「任意売却物件」の問題点(その2、ローンの利用)

※昨日投稿した内容の続きです。

 任意売却物件であれば不動産物件を安く購入できるとして、金融機関に相談する方がいらっしゃいます。ところが、金融機関であればいつでも任意売却物件を在庫しているわけではありません。それに当該金融機関が抵当権者である物件に関する情報しかないことがほとんどです。

 数多くの情報を集めたいとして複数の金融機関を訪問する方がいらっしゃいますが、ほとんどは門前払いです。ローンの利用を希望される方が大半であるからです。

 「銀行を訪問し、紹介してもらった任意売却物件をローンで購入した」という内容がブログ等に散見されます。しかし、任意売却物件をローンで購入するためには以下の条件を満たしている必要があります。

・購入者が何らかの事業を展開しており、当該金融機関から事業用の融資を受けて長年返済している。
・金融機関の営業担当と長年の付き合いがあり、購入者および営業担当が相互に信頼している関係である。
・購入者に十分な資力があり、事業が順風満帆であることを金融機関が把握している。
・不動産競売開始が決定されてから不動産競売が実施されるまでに、ローン審査を行える日数がある。
・金融機関が提示する融資条件(利率が高めかつ短期間になりがち)を承諾できる。

・購入しようとする不動産物件に順法性(建ぺい率、容積率、建築確認)に関する問題がない。

 間もなく不動産競売が実施される物件ではローン審査を行う時間的余裕がないことがほとんどです。
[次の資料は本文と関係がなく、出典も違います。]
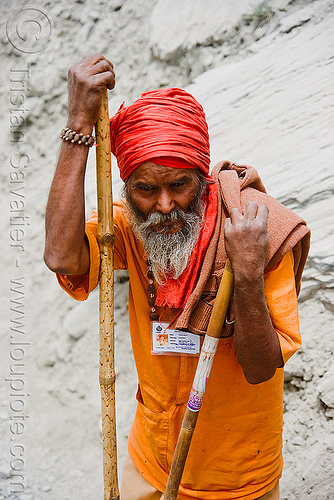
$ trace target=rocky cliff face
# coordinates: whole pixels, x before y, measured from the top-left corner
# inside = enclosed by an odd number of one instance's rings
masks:
[[[308,221],[304,343],[285,372],[281,498],[333,498],[333,6],[2,1],[0,499],[102,497],[97,293],[75,303],[42,262],[67,70],[94,52],[115,65],[111,114],[146,90],[186,87],[206,111],[213,164],[253,165],[268,192]],[[96,206],[93,156],[87,215]],[[116,168],[114,179],[117,193]],[[116,287],[121,466],[136,376],[127,283]]]

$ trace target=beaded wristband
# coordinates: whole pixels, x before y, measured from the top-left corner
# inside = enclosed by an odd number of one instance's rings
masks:
[[[68,127],[61,130],[60,137],[63,141],[69,141],[72,144],[82,144],[83,146],[88,146],[89,148],[95,144],[95,138],[92,135],[79,134],[75,130],[71,130]]]

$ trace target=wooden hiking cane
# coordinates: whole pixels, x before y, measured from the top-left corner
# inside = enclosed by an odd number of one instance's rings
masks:
[[[166,490],[161,500],[175,500],[177,498],[177,492],[179,490],[183,469],[195,430],[198,412],[202,405],[205,387],[210,375],[213,358],[217,350],[232,291],[233,271],[229,260],[227,260],[211,312],[208,329],[204,337],[193,386],[174,452]]]
[[[98,229],[100,267],[100,368],[104,500],[118,500],[115,367],[114,367],[114,226],[107,88],[95,124]]]

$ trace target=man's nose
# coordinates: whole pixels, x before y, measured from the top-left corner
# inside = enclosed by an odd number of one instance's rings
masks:
[[[169,214],[175,208],[175,202],[171,193],[167,189],[162,189],[158,195],[156,209],[162,214]]]

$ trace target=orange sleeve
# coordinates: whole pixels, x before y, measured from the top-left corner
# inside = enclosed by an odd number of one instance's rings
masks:
[[[292,250],[272,271],[265,274],[264,292],[286,363],[302,344]]]
[[[119,204],[114,206],[114,217],[121,214],[118,210]],[[90,219],[85,224],[85,234],[89,245],[89,273],[80,275],[58,274],[57,279],[61,288],[75,300],[86,300],[92,290],[99,282],[100,273],[100,250],[97,242],[97,210],[93,210]],[[114,245],[114,267],[115,269],[126,269],[124,243],[121,230],[115,220],[115,245]]]

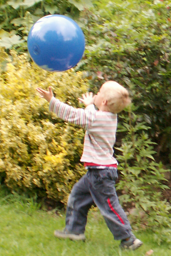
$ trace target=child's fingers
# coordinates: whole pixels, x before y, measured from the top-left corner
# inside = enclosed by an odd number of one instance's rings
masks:
[[[78,99],[79,100],[80,100],[80,101],[81,101],[82,102],[83,102],[84,101],[84,100],[83,99],[81,99],[81,98],[78,98]]]

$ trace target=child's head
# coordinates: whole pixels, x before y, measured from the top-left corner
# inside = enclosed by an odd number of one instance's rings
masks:
[[[95,100],[95,104],[100,110],[114,113],[120,112],[131,102],[127,90],[114,81],[103,84]]]

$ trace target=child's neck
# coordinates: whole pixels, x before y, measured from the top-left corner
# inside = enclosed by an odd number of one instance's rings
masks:
[[[101,106],[99,109],[99,110],[101,111],[105,111],[106,112],[109,112],[108,108],[106,105],[102,105]]]

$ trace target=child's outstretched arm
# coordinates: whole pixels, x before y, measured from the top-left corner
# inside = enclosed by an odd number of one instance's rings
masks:
[[[84,104],[86,107],[94,104],[95,95],[93,96],[92,93],[86,93],[85,95],[82,94],[82,99],[80,98],[78,98]]]
[[[48,102],[50,102],[50,100],[53,96],[51,87],[49,87],[49,91],[45,91],[40,88],[37,88],[36,90],[40,93],[40,97],[41,98],[45,99]]]

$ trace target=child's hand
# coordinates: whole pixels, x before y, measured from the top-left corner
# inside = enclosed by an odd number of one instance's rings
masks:
[[[41,88],[37,88],[36,89],[38,93],[40,93],[40,97],[45,99],[49,102],[51,98],[53,96],[53,93],[52,91],[51,87],[49,87],[49,91],[45,91]]]
[[[86,107],[89,105],[94,104],[95,95],[93,96],[92,93],[86,93],[85,95],[82,94],[82,96],[83,99],[81,99],[80,98],[78,98],[79,100],[83,102]]]

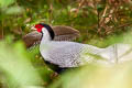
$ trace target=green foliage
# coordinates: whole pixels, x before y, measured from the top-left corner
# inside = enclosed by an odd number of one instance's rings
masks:
[[[54,79],[50,78],[53,70],[40,57],[38,47],[26,52],[21,42],[12,41],[30,31],[26,25],[69,25],[80,31],[78,42],[99,47],[119,42],[132,44],[131,6],[131,0],[0,0],[0,38],[4,37],[0,42],[1,84],[9,88],[38,88]],[[91,64],[61,76],[51,87],[131,88],[130,74],[131,63],[110,68]]]

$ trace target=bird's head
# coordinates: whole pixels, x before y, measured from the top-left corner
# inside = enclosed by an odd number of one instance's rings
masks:
[[[38,23],[35,24],[32,30],[37,31],[38,33],[42,33],[42,35],[47,35],[50,34],[51,38],[53,40],[55,34],[53,29],[48,25],[48,24],[44,24],[44,23]]]

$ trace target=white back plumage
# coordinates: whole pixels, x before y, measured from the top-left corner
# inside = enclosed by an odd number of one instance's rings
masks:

原則として購入代金を一括で支払える方でないと相手にしてもらえないのが現状です。

 また、最後に書いた「順法性」も大きな問題です。建築確認申請や完成検査が未了である物件、および無届で増改築した物件が問題になります。

 特に多いのは増改築を行っているのに建築確認申請および完成検査が未了の中古戸建住宅です。増改築を行う際は建築確認申請および完成検査が必要です。しかし、これらが未了の中古戸建住宅は順法性に問題がある物件と見做されます。

 増改築の際に工務店が建築確認申請に関する説明を行わない、または「不要である」と説明することがよくあります。これは宅地建物取引業免許を取得していない工務店が多く、建築確認申請等の重要性を認識していないことによります。

 一部のノンバンクを除き、金融機関は順法性に問題がある物件の購入に対する融資を行いません。このため、任意売却物件とされている中古戸建住宅の大半は、現金一括による購入が出来る不動産会社が購入します。

 その後は違法な増改築箇所を取り壊す、または建物の解体等を行い、順法性を担保した上で市場流通価格により再販します。